2. Stanley and Susan Rosenblatt & Others vs. Five Major U.S Tobacco Companies ($145 billion)
In 1991, a couple (Stanley and Susan Rosenblatt) led other 60,000 nonsmoking flight attendants and other workers. They claim they suffered cancer and other diseases from breathing smoke in airplane cabins. According to the PMC PubMed Central, the court heard 157 witnesses on the matter. The majority of them were from Florida. Frank Amodeo is a former woodworker, aged 61 years who had throat cancer. His larynx is destroyed by radiotherapy. He gave the most compelling evidence by demonstrating how the cigarettes sold by companies had far-reaching implications.
A unanimous six jury members gave the ruling. At that time, it was the most extraordinary award a court gave cigarette plaintiffs. Apart from the large award given, the case played a significant role. It’s a central reference point in the 1998 case brought by all 46 states against the tobacco industry. However, the Florida Supreme Court overturned the award. The plaintiffs had too many individual issues that could not be persuaded as a group. In addition, the court allowed them to proceed and file individual cases. They later settled under the “Eagles” Versus R.J. Reynolds Tobacco & Others (see in a separate part of this article)
1. 46 U.S. states, District of Columbia $ Other Five U.S. Territories vs. the Tobacco Companies ($206 billion)
In 1998 all attorneys of the 46 U.S. states and their other parties sued the American Tobacco Companies. The companies opted for an out-of-court settlement where they were to pay $206 billion. This is compensation for taxpayers’ money spent on the containment of tobacco-related ailments. Also for the loss of local economies.
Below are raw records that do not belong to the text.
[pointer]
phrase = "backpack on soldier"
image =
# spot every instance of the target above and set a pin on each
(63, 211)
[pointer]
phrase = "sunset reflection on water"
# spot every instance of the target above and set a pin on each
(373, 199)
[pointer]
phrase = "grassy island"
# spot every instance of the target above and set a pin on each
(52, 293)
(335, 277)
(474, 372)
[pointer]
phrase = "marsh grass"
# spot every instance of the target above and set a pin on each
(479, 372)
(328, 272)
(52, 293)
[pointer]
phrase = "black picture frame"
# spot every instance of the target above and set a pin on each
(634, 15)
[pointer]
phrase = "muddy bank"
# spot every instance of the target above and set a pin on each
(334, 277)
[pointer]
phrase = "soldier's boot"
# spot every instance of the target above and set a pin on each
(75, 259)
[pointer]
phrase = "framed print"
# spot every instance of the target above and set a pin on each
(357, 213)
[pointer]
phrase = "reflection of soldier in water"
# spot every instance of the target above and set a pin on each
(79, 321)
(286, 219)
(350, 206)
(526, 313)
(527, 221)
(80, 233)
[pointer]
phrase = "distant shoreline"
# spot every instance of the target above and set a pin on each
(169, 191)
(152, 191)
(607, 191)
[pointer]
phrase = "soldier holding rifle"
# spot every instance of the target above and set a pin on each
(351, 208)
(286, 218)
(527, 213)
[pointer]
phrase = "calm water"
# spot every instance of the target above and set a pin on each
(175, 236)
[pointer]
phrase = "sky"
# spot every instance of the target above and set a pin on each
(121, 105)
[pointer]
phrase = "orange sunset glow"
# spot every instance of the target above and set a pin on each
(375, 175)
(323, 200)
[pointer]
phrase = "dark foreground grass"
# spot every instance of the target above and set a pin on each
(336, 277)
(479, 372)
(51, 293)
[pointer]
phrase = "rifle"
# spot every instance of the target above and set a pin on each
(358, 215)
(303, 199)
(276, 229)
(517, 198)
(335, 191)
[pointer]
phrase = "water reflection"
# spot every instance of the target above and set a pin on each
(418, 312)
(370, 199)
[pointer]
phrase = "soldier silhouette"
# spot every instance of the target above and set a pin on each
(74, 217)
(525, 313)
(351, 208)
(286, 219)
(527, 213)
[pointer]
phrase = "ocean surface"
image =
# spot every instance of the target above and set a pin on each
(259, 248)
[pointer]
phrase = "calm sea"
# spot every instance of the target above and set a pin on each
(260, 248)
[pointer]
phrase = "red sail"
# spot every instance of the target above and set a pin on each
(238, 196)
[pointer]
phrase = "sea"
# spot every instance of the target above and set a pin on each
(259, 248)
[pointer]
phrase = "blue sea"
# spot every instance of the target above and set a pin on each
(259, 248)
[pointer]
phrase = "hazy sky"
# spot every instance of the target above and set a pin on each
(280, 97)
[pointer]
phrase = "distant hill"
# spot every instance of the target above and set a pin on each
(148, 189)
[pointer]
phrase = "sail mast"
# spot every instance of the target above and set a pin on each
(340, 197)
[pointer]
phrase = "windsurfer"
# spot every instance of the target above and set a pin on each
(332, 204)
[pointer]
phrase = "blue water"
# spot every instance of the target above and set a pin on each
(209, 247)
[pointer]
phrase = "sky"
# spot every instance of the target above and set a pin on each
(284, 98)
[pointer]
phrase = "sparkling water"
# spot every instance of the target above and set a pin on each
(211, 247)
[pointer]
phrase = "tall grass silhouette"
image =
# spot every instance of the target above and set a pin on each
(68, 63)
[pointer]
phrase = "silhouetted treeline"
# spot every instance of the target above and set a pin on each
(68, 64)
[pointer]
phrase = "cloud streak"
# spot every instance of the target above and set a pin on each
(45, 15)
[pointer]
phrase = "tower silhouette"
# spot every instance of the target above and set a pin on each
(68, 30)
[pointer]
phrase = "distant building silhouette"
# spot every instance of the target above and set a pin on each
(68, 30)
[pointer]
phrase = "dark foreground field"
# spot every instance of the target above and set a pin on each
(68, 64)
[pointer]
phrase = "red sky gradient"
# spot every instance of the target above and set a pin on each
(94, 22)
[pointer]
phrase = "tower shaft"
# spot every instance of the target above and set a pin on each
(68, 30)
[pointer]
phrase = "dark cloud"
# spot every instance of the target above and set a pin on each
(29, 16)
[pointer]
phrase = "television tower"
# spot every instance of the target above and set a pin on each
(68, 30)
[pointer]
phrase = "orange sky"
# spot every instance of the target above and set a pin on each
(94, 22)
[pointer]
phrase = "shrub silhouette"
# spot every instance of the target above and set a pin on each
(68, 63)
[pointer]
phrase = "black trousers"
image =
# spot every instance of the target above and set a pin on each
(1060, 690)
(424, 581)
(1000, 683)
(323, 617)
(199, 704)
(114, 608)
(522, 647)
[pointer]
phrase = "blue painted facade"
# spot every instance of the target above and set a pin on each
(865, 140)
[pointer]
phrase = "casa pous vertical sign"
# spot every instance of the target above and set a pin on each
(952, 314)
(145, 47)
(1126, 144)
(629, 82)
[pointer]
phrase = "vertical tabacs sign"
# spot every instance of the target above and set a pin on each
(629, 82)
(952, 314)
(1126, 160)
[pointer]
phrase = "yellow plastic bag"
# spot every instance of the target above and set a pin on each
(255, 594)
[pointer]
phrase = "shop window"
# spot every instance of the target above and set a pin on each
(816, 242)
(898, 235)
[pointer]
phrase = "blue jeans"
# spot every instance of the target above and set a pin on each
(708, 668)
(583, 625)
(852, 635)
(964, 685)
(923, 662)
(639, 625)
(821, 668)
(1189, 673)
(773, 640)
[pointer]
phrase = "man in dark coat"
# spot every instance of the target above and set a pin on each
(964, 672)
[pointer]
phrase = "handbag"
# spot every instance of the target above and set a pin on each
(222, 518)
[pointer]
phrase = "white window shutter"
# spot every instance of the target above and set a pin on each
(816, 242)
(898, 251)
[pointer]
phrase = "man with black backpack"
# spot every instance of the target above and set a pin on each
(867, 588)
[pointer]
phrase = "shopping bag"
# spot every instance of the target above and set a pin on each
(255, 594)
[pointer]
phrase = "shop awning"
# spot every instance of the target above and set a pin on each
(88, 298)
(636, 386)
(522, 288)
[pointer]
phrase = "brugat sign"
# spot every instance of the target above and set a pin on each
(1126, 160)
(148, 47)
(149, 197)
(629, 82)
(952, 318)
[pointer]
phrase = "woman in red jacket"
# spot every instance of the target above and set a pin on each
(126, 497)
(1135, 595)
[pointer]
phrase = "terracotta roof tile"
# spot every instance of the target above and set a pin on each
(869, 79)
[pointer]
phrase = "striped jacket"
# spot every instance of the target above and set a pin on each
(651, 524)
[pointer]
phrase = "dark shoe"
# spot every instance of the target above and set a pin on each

The agreement that came to be referred to as “The 1998 Master Settlement Agreement”. It majorly targeted the Philip Morris, R.J Reynolds, Brown $ Williamson, and Lorillard companies. It also targets their other trade associates.
According to Truth Initiative, the agreement also came with some new restrictions, which included but were not limited to the creation of new limits as far as advertising, marketing, and promotion of cigarettes was concerned, made prohibition of advertising of cigarettes to persons under 18 years, elimination of cartoons in cigarette advertising, abolishment of any form of outdoor advertisement of cigarettes and the companies were required to come up with steps that would make their internal documents more accessible to the public.